The ICT Analyst, Cybersecurity will work under the direct supervision of the Team Leader of ICT Infrastructure.

• Achieve Results: LEVEL 1: Plans and monitors own work, pays attention to details, delivers quality work by deadline
• Think Innovatively: LEVEL 1: Open to creative ideas/known risks, is pragmatic problem solver, makes improvements
• Learn Continuously:  LEVEL 1: Open minded and curious, shares knowledge, learns from mistakes, asks for feedback
• Adapt with Agility: LEVEL 1: Adapts to change, constructively handles ambiguity/uncertainty, is flexible
• Act with Determination: LEVEL 1: Shows drive and motivation, able to deliver calmly in face of adversity, confident
• Engage and Partner: LEVEL 1: Demonstrates compassion/understanding towards others, forms positive relationships
• Enable Diversity and Inclusion: LEVEL 1: Appreciate/respect differences, aware of unconscious bias, confront discrimination

• Ability to use objective problem analysis and judgement to understand how interrelated elements coexist within an overall process or system, and to consider how altering one element can impact on other parts of the system

Business Direction & Strategy- Effective Decision Making

• Take decisions in a timely and efficient manner in line with one’s authority, area of expertise and resources and take into consideration potential wider implications

Information Management & Technology – IT Security Management

• Knowledge of Cyber Security technologies, processes, techniques and tools. Apply practical innovations to solve cybersecurity problems. Capability to keep UNDP systems and data safe. Knowledge of ISO 27001, ISO 27701 and ISO 22301 principles. CSSIP, CISM, CISA or equivalent certification desirable

Digital & Innovation – Data governance

• Knowledge of data science, skills to develop data management tools, organize and maintain databases and operate data visualization technologies

Digital & Innovation – Digital identity & wellbeing

• Knowledge of issues around digital identity and digital wellbeing and the ability to advise safe/healthy practices in regards to these areas

Information Management & Technology – IT Customer Support

• Ability to support customers on IT related issues and generate and contribute to continuous improvement processes to deliver a great user experience. Knowledge of ISO 9001 desirable. ITIL of ISO 20000 certification or similar is desirable

• ISO20071 certification or similar.
• Participated-in or lead Threat Risk Assessments (TRA).

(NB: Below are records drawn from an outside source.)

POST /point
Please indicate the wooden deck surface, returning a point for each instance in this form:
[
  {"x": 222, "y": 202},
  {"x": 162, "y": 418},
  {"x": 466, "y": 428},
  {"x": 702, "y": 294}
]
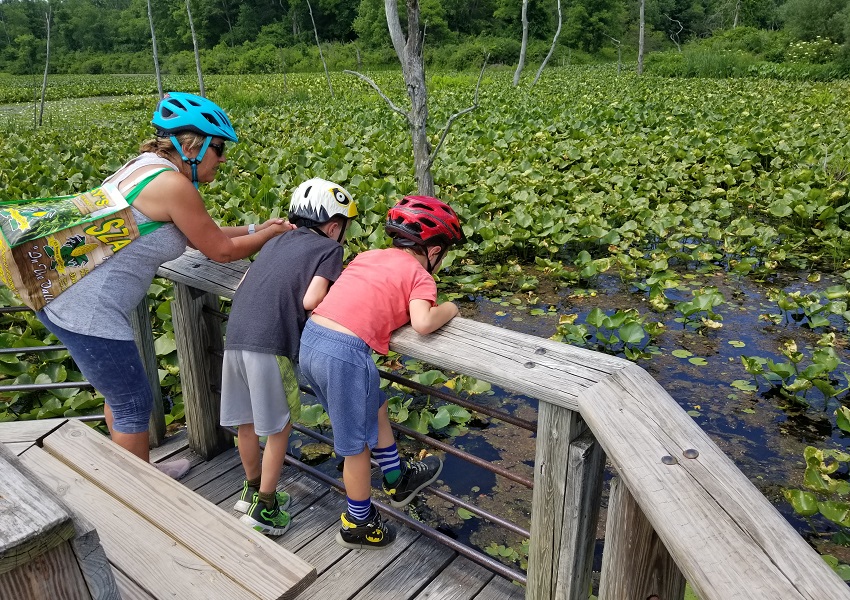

• Experience in the field of Cyber Threat Intelligence is desired.
• Operational experience working with threat detection and incident response systems is desired.
• Knowledge of international standards and best practices in cybersecurity, risk, and service management (ISO 27001:2022, 9001:2015, 20000:2011, 22301:2012, 27701:2020) is desired.
• Experience in providing security related training to users in the form of webinars is desired.
• UN work experience is desired.

• Fluency in English is required.
• Working knowledge of another UN language is desired.